[Cryptech Core] modexp optimization plans (was: Re: teleconf?)

Joachim Strömbergson joachim at secworks.se
Thu Jun 18 12:46:39 UTC 2015


-----BEGIN PGP SIGNED MESSAGE-----
Hash: SHA256

Aloha!

Randy Bush wrote:
> o joachim, can anybody provide useful help with modexp and
> underlying bignum

There isn't really a problem with modexp or bignum functionality wise as
I see it. And I believe I have a good grasp of the operation as such.
The problem is getting it to run much, much faster. After reading up on
several papers on high speed FPGA modexp, montprod and RSA
implementations, I'm fairly certain that the architecture we have is
correct, but it needs to be optimized.

Optimization is basically  a matter of hard work and loads of testing to
make sure that the baseline isn't affected. I have set up good test
cases that allows for fast testing while making sure that the
functionality isn't b0rked during changes.

The following is a short description on the work plan and optimization
strategy.

The montprod (montprod.v) module is the module that does all the hard
work. For real size operands (2048), we will do thousands of montprod
operations.

1. montprod optimization
Internally the montprod consists of two adders and a shifter that
iterates over the operands. The baseline we have today does each of
these operations separately.

Shaving off cycles in the montprod inner loop has great impact on the
performance gains without really adding hw resources. Yesterday I
competed fusing the adder iterations into a single iteration. This
removed 30+% of all cycles.

Right now I'm working on fusing the shifter into the adder iteration.
This will remove another 30% or so. The fusing requires a pipeline stage
which adds a single cycle/loop but the end result is a net loss of
cycles. Finally there are a few minor operations for init and ending in
montprod. Even a single cycle saved in montprod gives measurable
performance gains for real operand sizes.
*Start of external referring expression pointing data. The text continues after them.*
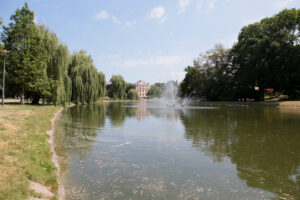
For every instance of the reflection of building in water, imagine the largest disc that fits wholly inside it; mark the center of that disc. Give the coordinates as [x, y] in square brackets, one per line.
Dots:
[142, 88]
[142, 112]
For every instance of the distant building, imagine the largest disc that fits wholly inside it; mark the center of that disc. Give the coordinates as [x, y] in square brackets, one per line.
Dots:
[142, 88]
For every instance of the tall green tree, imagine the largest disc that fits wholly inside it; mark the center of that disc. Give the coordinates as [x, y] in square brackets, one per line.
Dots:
[154, 91]
[267, 55]
[211, 76]
[26, 64]
[85, 78]
[58, 59]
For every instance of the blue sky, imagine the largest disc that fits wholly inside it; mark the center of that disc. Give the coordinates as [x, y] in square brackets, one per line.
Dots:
[152, 40]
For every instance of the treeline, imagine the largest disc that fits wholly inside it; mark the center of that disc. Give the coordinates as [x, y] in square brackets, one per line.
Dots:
[39, 65]
[266, 55]
[119, 89]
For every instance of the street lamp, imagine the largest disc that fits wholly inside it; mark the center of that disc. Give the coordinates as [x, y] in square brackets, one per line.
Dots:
[4, 53]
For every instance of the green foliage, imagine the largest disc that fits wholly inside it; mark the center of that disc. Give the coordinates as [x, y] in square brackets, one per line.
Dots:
[26, 64]
[267, 55]
[132, 95]
[57, 68]
[86, 82]
[210, 77]
[155, 90]
[117, 87]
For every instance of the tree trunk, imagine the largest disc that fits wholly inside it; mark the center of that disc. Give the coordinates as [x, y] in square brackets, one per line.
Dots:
[22, 97]
[35, 100]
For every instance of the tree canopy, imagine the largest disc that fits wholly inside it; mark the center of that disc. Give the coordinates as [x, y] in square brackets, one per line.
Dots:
[266, 55]
[39, 65]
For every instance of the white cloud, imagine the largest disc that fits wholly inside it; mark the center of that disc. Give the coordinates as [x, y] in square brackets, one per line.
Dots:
[115, 20]
[130, 23]
[199, 4]
[182, 6]
[158, 13]
[206, 7]
[211, 5]
[282, 4]
[102, 15]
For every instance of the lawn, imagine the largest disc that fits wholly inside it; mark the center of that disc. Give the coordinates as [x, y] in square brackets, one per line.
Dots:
[24, 150]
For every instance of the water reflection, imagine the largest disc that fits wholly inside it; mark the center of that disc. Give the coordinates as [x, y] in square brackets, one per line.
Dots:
[262, 142]
[141, 151]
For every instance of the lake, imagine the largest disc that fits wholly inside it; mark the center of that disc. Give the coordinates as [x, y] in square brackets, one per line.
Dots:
[146, 150]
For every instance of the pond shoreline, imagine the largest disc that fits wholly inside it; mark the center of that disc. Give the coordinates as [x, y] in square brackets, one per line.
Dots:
[61, 189]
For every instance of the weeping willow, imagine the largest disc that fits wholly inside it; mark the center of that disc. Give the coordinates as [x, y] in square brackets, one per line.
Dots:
[58, 58]
[88, 85]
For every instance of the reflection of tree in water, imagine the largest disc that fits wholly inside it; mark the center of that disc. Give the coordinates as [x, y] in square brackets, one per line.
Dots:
[263, 143]
[76, 130]
[117, 113]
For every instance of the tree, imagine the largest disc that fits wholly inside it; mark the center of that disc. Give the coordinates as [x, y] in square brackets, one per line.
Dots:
[85, 79]
[267, 55]
[26, 64]
[154, 91]
[116, 89]
[58, 59]
[132, 95]
[210, 77]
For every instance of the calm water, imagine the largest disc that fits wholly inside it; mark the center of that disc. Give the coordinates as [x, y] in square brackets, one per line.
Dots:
[149, 151]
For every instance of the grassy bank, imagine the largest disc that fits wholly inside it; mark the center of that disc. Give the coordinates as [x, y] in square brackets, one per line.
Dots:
[24, 150]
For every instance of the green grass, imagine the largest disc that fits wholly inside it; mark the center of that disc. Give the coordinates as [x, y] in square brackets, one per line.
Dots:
[24, 150]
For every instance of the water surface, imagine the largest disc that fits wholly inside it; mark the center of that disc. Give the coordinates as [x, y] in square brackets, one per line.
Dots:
[149, 151]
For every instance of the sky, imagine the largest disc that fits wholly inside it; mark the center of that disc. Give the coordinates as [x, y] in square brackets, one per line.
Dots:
[151, 40]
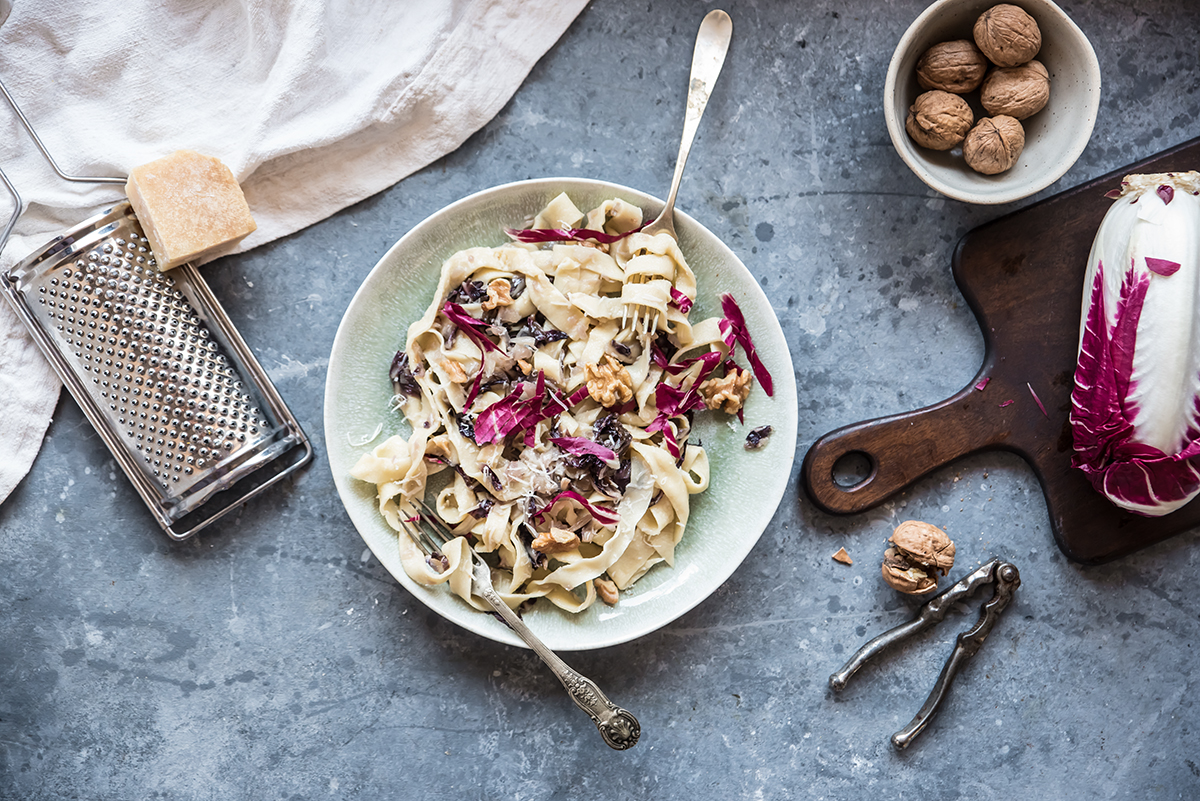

But basically, fusing the big iterations, making a smarter init of the
internal s_memory and the montpod should be done in terms of cycle
optimization.


2. internal operand size
Currently montprod and modexp) operates on 32-bit words. Increasing the
size to 64 bits will halve the number of cycles in an iteration. The
current version of modexp can do 115 MHz in Spartan-6, and in
combination with test implementations, increasing operands to 64 bits is
possible, 128 bits is probably possible too.

Changing operands to a bigger size means changing a lot of wires and
operations as well as counters etc all over modexp and montprod. But the
functionality per se will be the same. A lot of details to fix, but
basically fairly easy. This change will increase the number of block
memories used in the FPGA. But we have a lot of those still.


3. parallel montprod operations
The montprod core is actually used in two different settings in modexp.
In the current version of modexp a single montprod is used and muxes are
used to allow sharing of the single instance. Instantiating a second
montprod will allow for some parallel processing and this increased
performance.

The cost for this is more logic and registers from a second montprod as
well as another block memory. Some of the increased logic will
compensated for by the removal of the logic (muxes) needed to share the
single montprod instance.


4. Minor tweaks
There are several possible minor tweaks possible to do. Some of them we
want to do anyway


4.1 Optimize modexp FSM. There are a few cycles to be gained here, but
will not gain a lot of performance.


4.2 Implement support for short exponent. Currently the size of the
exponent is ignored. This means that an operation with a public exponent
(such as 65537) takes as long time as if the exponent is as big as the
modulus. This fix is easy to do and will drastically reduce the time to
do operations with short exponents.


4.3 Fix MSW padding. In order to do correct calculations when MSB is set
in modulus, the operands needs to be padded with an extra word. This
means that for an operation with 1024 bit operands (i.e. 32 words), we
today needs to use 33 words. This is what for example Java BigInteger
does too, but is hidden from the user application.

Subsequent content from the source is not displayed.